If you’re having emotional problems, dialing up Dr. Phil or some late night pseudo psychologist on the radio isn’t really a solution. But if listening or joining in provides comfort, what’s the harm? None at all, especially if the Lone Wolf is taking your call. So empathetic and sincere in his approach, the radio personality of Filipe Melo’s creation seems like he could talk down a brigade of depressed housewives or forlorn teenagers. Unfortunately, the title character in The Lone Wolf, like so many others, might just be too good to be true, and following these 23 minutes of doubt, stretches the very fabric that holds us together as a society.
Nonetheless, the Wolf or Vitor Lobo (Adriano Luz) enters a darkened studio, and his back turned to the camera, we feel the trudge of another work day. The radio promos playing prior to his mic going hot, and the monotony kicks into an even lower gear.
In keeping, the topic tonight is emotions, and the agenda seems painfully rote. Sorry, the Wolf has you exactly where he wants you, and engaging with the audience, Luz’s soothing baritone gives complete credibility to the less than groundbreaking subject matter.
Maria (Ana Cloe) agrees as the first caller. Almost like a comedy team attuned to each other’s beat, Cloe’s sedate delve into her character is like a mirror to Lobo’s caring pleasantry and reflects the good nature as though the radio host cultivated the kindness himself. The attentive back and forth actually makes you want to smile at the nearest person and agree with her lament that there isn’t enough affection in the world.
The cinematographic framing by Vasco Viana reinforces the shared sentimentality. The studio is almost completely dark and his illuminated image doubles as a lighthouse in a storm. The camera also circling Lobo, the effect strongly suggests that this well meaning man could help circumnavigate whatever comes your way.
In fact, Vitor almost seems to sway, and like he’s totally in sync with a turbulent sea, the Wolf takes professional and personal pride. So all is good and from the world’s perspective, no matter what side Lobo is viewed from, the image reassures.
But the night is still young. “Good evening,” a male caller (António Fonseca) begins. A signal that things may possibly go awry according to the expected opening.
“We say, good morning,” insists the radio host. He lets it pass, though, and Lobo is ready to ensue with the Kumbaya.
Asking for the caller to ID himself, the caller is pretty abrupt again. “Raul”, his response is foreboding, and we know something is afoot.
Fonseca does then dial it down, and they get into a cordial back and forth about a shared past that Vitor does not remember.
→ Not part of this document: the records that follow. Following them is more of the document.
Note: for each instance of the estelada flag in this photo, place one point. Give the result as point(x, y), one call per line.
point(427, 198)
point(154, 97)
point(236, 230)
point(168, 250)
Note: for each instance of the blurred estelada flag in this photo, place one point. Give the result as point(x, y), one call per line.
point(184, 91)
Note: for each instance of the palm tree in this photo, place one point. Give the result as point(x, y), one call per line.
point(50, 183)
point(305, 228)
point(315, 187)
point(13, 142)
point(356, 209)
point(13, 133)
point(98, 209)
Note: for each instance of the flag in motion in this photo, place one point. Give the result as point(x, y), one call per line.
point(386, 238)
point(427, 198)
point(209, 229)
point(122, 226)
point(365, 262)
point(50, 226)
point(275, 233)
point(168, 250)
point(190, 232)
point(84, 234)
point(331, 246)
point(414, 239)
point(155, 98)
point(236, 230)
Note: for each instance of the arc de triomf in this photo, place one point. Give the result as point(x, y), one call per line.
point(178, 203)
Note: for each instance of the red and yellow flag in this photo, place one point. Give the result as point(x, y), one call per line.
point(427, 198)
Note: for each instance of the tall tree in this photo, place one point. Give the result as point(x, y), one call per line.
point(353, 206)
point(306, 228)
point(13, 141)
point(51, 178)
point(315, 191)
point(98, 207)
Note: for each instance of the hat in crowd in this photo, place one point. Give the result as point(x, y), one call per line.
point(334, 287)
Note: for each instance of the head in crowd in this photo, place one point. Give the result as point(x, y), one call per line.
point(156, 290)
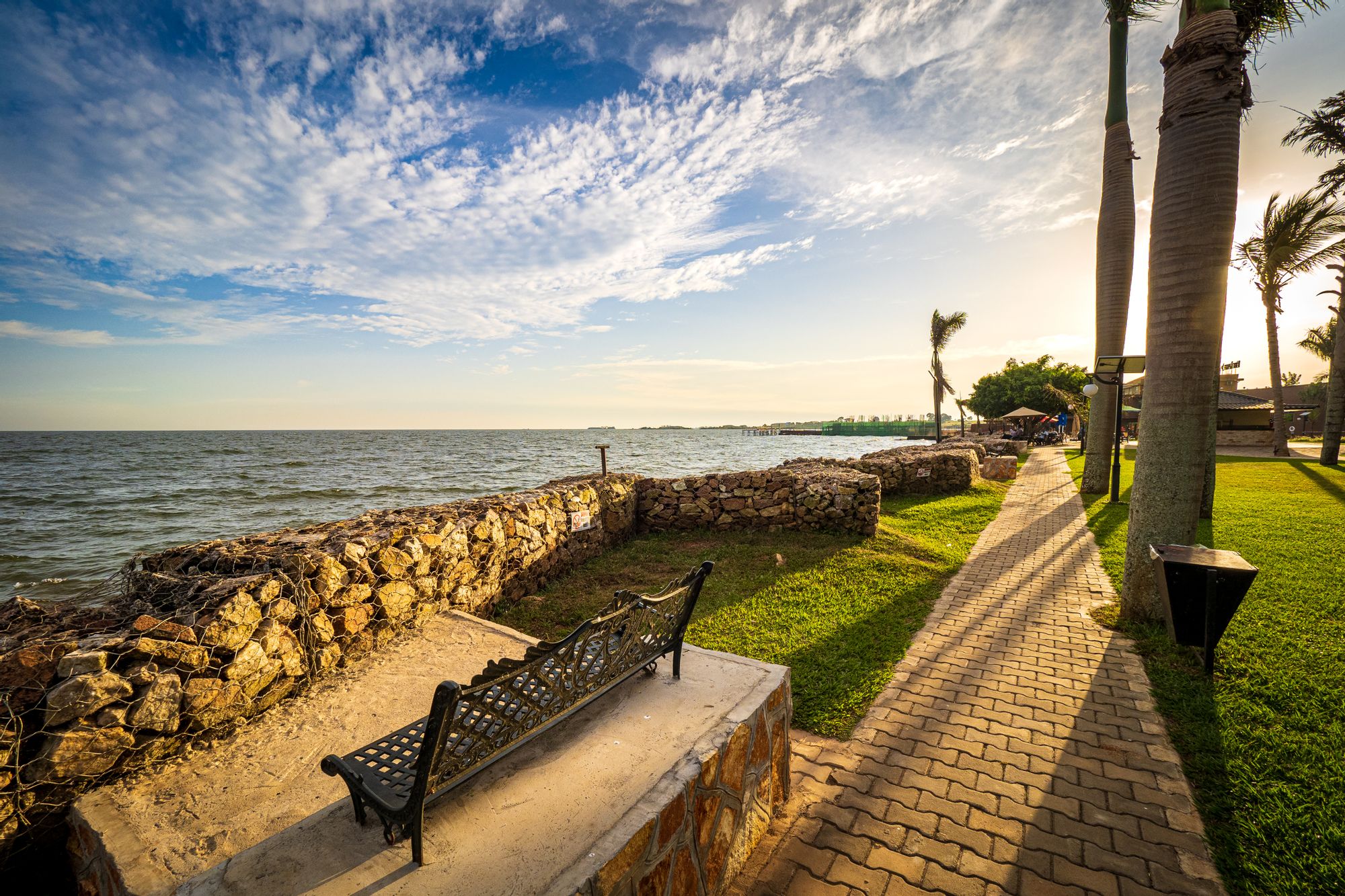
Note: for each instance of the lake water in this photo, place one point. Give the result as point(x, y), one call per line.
point(77, 505)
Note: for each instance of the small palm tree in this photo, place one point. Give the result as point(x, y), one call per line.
point(1323, 134)
point(941, 333)
point(1321, 341)
point(1295, 237)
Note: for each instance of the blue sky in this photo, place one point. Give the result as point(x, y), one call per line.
point(346, 214)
His memory jarred, the midnight good cheer seems to regain its footing and the rotating camera says things are still on point.
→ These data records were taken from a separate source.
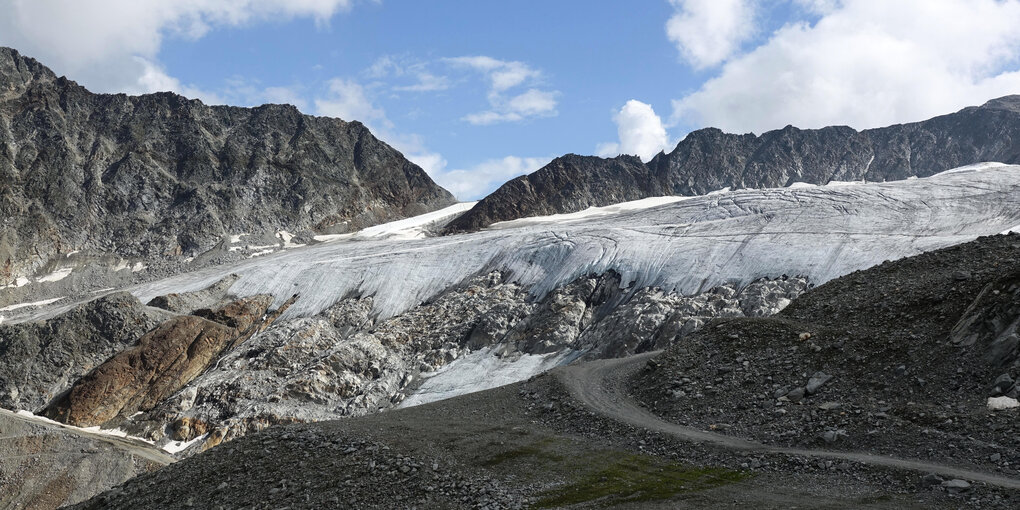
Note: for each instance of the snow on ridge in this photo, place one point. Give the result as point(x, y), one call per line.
point(689, 246)
point(18, 306)
point(412, 227)
point(591, 212)
point(686, 246)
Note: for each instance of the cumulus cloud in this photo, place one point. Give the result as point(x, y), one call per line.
point(348, 99)
point(423, 80)
point(474, 182)
point(507, 106)
point(866, 63)
point(708, 32)
point(111, 45)
point(641, 131)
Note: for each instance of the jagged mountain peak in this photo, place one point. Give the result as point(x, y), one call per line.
point(1011, 103)
point(161, 177)
point(17, 70)
point(711, 159)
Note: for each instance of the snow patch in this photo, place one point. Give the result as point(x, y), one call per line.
point(180, 446)
point(27, 305)
point(287, 239)
point(407, 228)
point(687, 246)
point(986, 165)
point(1001, 403)
point(482, 370)
point(18, 283)
point(591, 212)
point(844, 183)
point(56, 275)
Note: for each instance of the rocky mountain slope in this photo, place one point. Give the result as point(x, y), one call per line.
point(45, 465)
point(384, 320)
point(915, 355)
point(118, 182)
point(895, 416)
point(709, 159)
The old friends briefly reminisce about the family vacations taken together, and our faith is restored. Not for long, Fonseca shifts seamlessly gears, and exploding with rage, he drops the bomb.
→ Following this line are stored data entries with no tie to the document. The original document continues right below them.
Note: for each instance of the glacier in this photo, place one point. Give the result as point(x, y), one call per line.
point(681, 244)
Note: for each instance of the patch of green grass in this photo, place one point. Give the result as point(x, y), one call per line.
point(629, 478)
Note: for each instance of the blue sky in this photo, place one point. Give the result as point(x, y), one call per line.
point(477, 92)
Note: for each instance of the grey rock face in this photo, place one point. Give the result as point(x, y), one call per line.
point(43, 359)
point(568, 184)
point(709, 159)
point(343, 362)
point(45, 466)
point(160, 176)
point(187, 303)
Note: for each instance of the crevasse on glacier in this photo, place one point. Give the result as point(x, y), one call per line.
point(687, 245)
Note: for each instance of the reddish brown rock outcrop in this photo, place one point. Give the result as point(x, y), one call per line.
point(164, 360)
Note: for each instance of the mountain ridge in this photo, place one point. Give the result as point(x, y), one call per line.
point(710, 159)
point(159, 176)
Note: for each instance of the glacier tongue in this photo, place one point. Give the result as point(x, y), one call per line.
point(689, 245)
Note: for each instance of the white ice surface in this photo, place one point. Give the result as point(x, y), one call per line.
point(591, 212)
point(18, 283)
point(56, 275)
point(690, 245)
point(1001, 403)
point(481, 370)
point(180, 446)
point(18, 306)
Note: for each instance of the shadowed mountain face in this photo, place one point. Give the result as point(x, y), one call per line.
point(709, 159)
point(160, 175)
Doubling down, the camera stops spinning and the stationary close up now has the whole world fixing its glare on Lobo. They suddenly see him from an angle they didn’t think was possible.
Still, the account would not necessarily hold up in a court of law and maybe even falls short in the court of common sense. Nonetheless, the resulting emotional upheaval sides with Raul, and we are left to render a judgment by reading Lobos’s reaction.
The actor’s pained face, strained voice and overall distress does an amazing job of making the case that the director seeks. The same goes for an encompassing soundtrack that doesn’t let us look away, and now when the camera begins to rotate again, Lobo no longer seems in control of the propulsion.
All that’s left is for Lobo to reapply the mask he’s worn his whole life, and Luz not missing a beat, the familiar facade tells us there’s one more good thing we shouldn’t have taken for granted.